Using .. to instantiate structs with private and public fields

This is something that confuses me - I thought that

let x = Hello {
    name: "Link",
    ..y
}

was pretty much equivalent to

let mut x = y;
x.name = "Link";
let x = x;

. But then why can't I use the .. syntax with structs that have both private and public fields, changing only the public fields? This might be useful if I was going to, for example, build a builder-like struct, using a private field to keep the struct extensible (kind of like how people use a hidden __Nonexhaustive variant to keep enums extensible).

If part of a structure is private then outside the module you must use a public function to construct since your code does not know the private detail.

Your second code snippet isn't constructing a new instance only modifying. (And moving to a different variable identifier.)

Interestingly, it's called struct update syntax in the book, which implies that it's not the same as just constructing a new instance. Anyway, isn't the fomer snippet just sugar for the latter?

It's closer to a shorthand for

let x = Hello {
    name: "Link",
    something: y.something,
    something_else: y.something_else,
}

with the compiler just going through and listing out all the fields you haven't explicitly given a value to. It's only really an "update" syntax if you're thinking about immutable data structures, where to update part of a value you just construct a new instance with that part changed.

Builders are typically implemented with methods exposing the configurable parts, and then you can hide fields and/or other private state the normal way.
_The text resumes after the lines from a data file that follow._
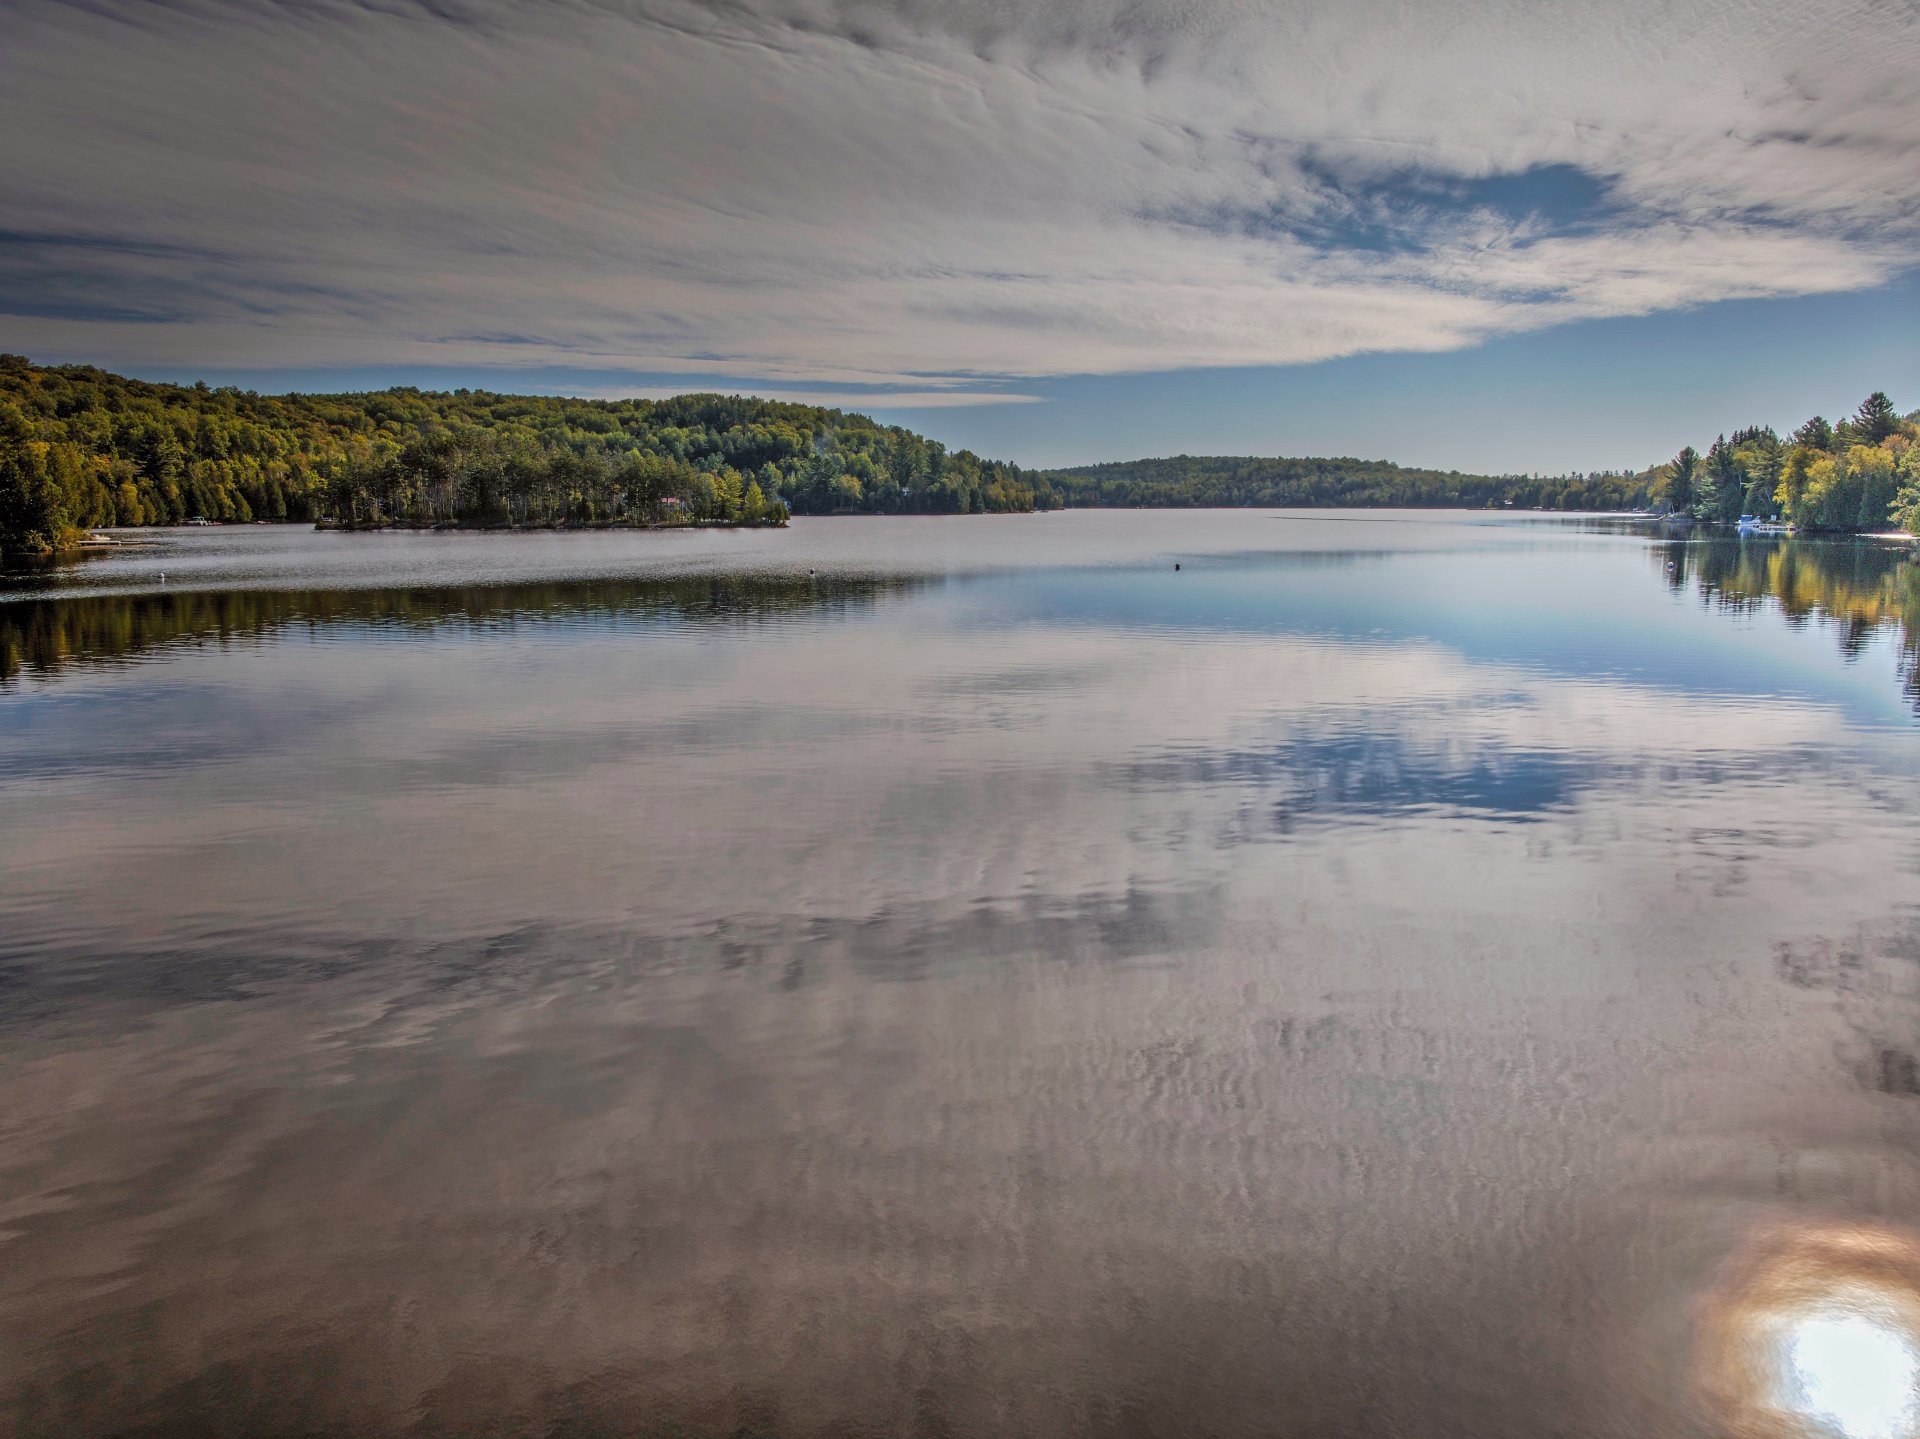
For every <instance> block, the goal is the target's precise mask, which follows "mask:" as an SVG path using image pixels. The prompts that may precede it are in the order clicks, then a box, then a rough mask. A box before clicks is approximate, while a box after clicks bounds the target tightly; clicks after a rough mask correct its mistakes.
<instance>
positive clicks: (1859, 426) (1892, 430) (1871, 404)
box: [1853, 390, 1901, 444]
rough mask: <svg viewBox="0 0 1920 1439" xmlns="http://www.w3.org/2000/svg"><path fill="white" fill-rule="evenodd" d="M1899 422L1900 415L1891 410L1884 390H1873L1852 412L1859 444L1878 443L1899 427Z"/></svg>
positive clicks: (1854, 427) (1869, 443)
mask: <svg viewBox="0 0 1920 1439" xmlns="http://www.w3.org/2000/svg"><path fill="white" fill-rule="evenodd" d="M1899 423H1901V417H1899V415H1897V413H1895V411H1893V402H1891V400H1887V392H1885V390H1874V392H1872V394H1870V396H1866V400H1862V402H1860V407H1859V409H1857V411H1855V413H1853V428H1855V430H1857V432H1859V436H1860V444H1880V442H1882V440H1885V438H1887V436H1889V434H1893V430H1895V428H1899Z"/></svg>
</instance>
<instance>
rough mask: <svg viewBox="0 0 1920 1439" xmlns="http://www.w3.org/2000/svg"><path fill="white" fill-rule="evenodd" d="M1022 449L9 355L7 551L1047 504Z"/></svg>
mask: <svg viewBox="0 0 1920 1439" xmlns="http://www.w3.org/2000/svg"><path fill="white" fill-rule="evenodd" d="M1056 503H1058V500H1056V498H1054V496H1052V492H1050V490H1048V486H1046V482H1044V480H1043V478H1039V476H1035V475H1027V473H1021V471H1020V469H1018V467H1014V465H1000V463H995V461H985V459H981V457H979V455H973V453H968V451H966V450H958V451H948V450H947V448H945V446H943V444H939V442H935V440H925V438H922V436H918V434H914V432H910V430H902V428H899V427H887V425H877V423H876V421H872V419H866V417H864V415H849V413H843V411H837V409H820V407H814V405H795V403H780V402H774V400H749V398H739V396H716V394H693V396H676V398H670V400H566V398H549V396H513V394H488V392H484V390H455V392H453V394H434V392H424V390H413V388H397V390H378V392H371V394H334V396H301V394H290V396H261V394H253V392H252V390H234V388H207V386H205V384H194V386H179V384H148V382H142V380H129V378H123V377H119V375H109V373H106V371H98V369H90V367H77V365H69V367H42V365H33V363H29V361H27V359H21V357H19V355H0V549H6V551H12V553H35V551H46V549H50V548H58V546H61V544H65V542H67V540H71V538H73V536H75V534H77V532H83V530H88V528H96V526H108V524H177V523H180V521H188V519H207V521H253V519H265V521H323V523H332V524H348V526H372V524H484V526H557V524H566V526H574V524H780V523H783V521H785V517H787V513H801V515H826V513H877V515H895V513H939V515H948V513H952V515H958V513H970V511H1008V509H1035V507H1048V505H1056Z"/></svg>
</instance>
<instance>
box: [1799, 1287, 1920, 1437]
mask: <svg viewBox="0 0 1920 1439" xmlns="http://www.w3.org/2000/svg"><path fill="white" fill-rule="evenodd" d="M1916 1370H1920V1358H1916V1354H1914V1351H1912V1345H1910V1343H1908V1341H1907V1339H1905V1337H1901V1335H1899V1333H1895V1331H1893V1329H1889V1328H1885V1326H1882V1324H1876V1322H1874V1320H1870V1318H1864V1316H1860V1314H1828V1316H1818V1318H1807V1320H1799V1322H1795V1324H1793V1326H1791V1328H1789V1329H1788V1379H1789V1393H1788V1395H1786V1399H1788V1406H1789V1408H1795V1410H1799V1412H1801V1414H1807V1416H1809V1418H1812V1420H1820V1422H1826V1424H1830V1426H1834V1427H1837V1429H1839V1433H1843V1435H1845V1437H1847V1439H1905V1435H1910V1433H1912V1431H1914V1378H1916Z"/></svg>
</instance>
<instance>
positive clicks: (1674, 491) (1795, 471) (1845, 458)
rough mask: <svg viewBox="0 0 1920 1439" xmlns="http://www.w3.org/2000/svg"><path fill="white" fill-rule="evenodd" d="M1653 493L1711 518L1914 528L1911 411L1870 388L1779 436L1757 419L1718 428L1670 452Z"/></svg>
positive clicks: (1917, 411) (1688, 514) (1915, 474)
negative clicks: (1800, 426) (1842, 411)
mask: <svg viewBox="0 0 1920 1439" xmlns="http://www.w3.org/2000/svg"><path fill="white" fill-rule="evenodd" d="M1655 498H1657V500H1659V501H1661V503H1663V505H1665V507H1667V509H1668V511H1672V513H1674V515H1686V517H1690V519H1699V521H1709V523H1718V524H1732V523H1736V521H1738V519H1740V517H1741V515H1753V517H1755V519H1778V521H1782V523H1786V524H1793V526H1795V528H1801V530H1811V532H1849V530H1885V528H1889V526H1891V528H1899V530H1905V532H1908V534H1916V536H1920V411H1914V413H1910V415H1905V417H1903V415H1901V413H1899V411H1897V409H1895V407H1893V402H1891V400H1887V396H1885V392H1882V390H1876V392H1874V394H1870V396H1868V398H1866V400H1864V402H1862V403H1860V407H1859V409H1857V411H1855V413H1853V415H1849V417H1847V419H1843V421H1839V423H1837V425H1830V423H1828V421H1826V417H1824V415H1814V417H1812V419H1811V421H1807V423H1805V425H1801V427H1799V428H1797V430H1793V434H1789V436H1788V438H1784V440H1782V438H1780V436H1778V434H1774V430H1772V428H1770V427H1764V425H1753V427H1747V428H1743V430H1734V434H1732V436H1726V434H1720V436H1718V438H1716V440H1715V442H1713V446H1709V448H1707V453H1699V451H1697V450H1693V446H1688V448H1686V450H1682V451H1680V453H1678V455H1674V459H1672V461H1670V463H1668V465H1665V467H1663V471H1661V476H1659V484H1657V486H1655Z"/></svg>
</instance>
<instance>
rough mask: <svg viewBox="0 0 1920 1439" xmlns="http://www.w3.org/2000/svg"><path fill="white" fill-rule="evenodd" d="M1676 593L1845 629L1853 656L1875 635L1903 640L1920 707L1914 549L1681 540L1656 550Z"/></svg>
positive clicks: (1737, 606)
mask: <svg viewBox="0 0 1920 1439" xmlns="http://www.w3.org/2000/svg"><path fill="white" fill-rule="evenodd" d="M1653 557H1655V559H1657V561H1659V565H1661V567H1663V569H1665V573H1667V586H1668V588H1670V590H1676V592H1678V590H1684V588H1688V586H1690V584H1692V586H1693V588H1697V590H1699V594H1701V598H1705V599H1709V601H1713V603H1716V605H1720V607H1722V609H1732V611H1749V609H1759V607H1763V605H1768V603H1770V605H1774V607H1778V611H1780V615H1782V617H1784V619H1786V621H1788V622H1789V624H1795V626H1799V624H1807V622H1809V621H1814V622H1820V624H1832V626H1834V628H1837V630H1839V651H1841V653H1843V655H1845V657H1847V659H1853V657H1855V655H1859V653H1860V651H1862V649H1864V647H1866V642H1868V638H1872V634H1874V632H1876V630H1882V628H1885V630H1895V632H1897V638H1899V651H1901V653H1899V665H1901V684H1903V688H1905V692H1907V697H1908V699H1910V701H1912V703H1914V709H1920V565H1916V563H1914V559H1912V549H1910V548H1908V546H1907V544H1887V542H1876V540H1734V538H1713V540H1695V542H1684V540H1674V542H1668V544H1659V546H1655V548H1653Z"/></svg>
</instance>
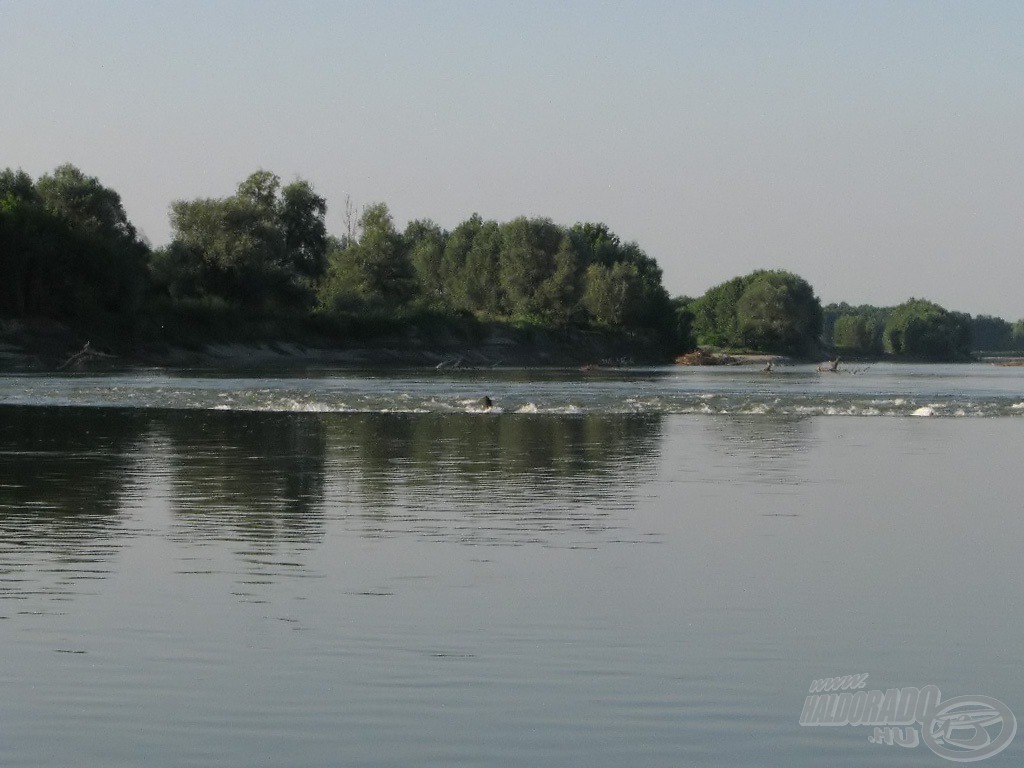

You don't generally need struct update syntax there because the builder methods move the self value in and out:

pub struct Builder { ... }
impl Builder {
    pub fn new(/* mandatory config */) -> Self { ... }

    pub fn with_some_bool(self, val: bool) -> Self {
        self.bool_val = val;
        self
    }
  
   pub fn with_some_i32(self, val: i32) -> Self {
      self.i32_val = val;
      self
   }

   pub fn build(self) -> ThingBeingBuilt { ... }
}

let thing = Builder::new().with_some_bool(true).with_some_i32(5).build();

I know, but that method is really boilerplate-y, so I was looking for a nicer one.

I'm pretty sure (but not positive :slight_smile:) I've seen some crates that derive a builder for you - try searching on crates.io.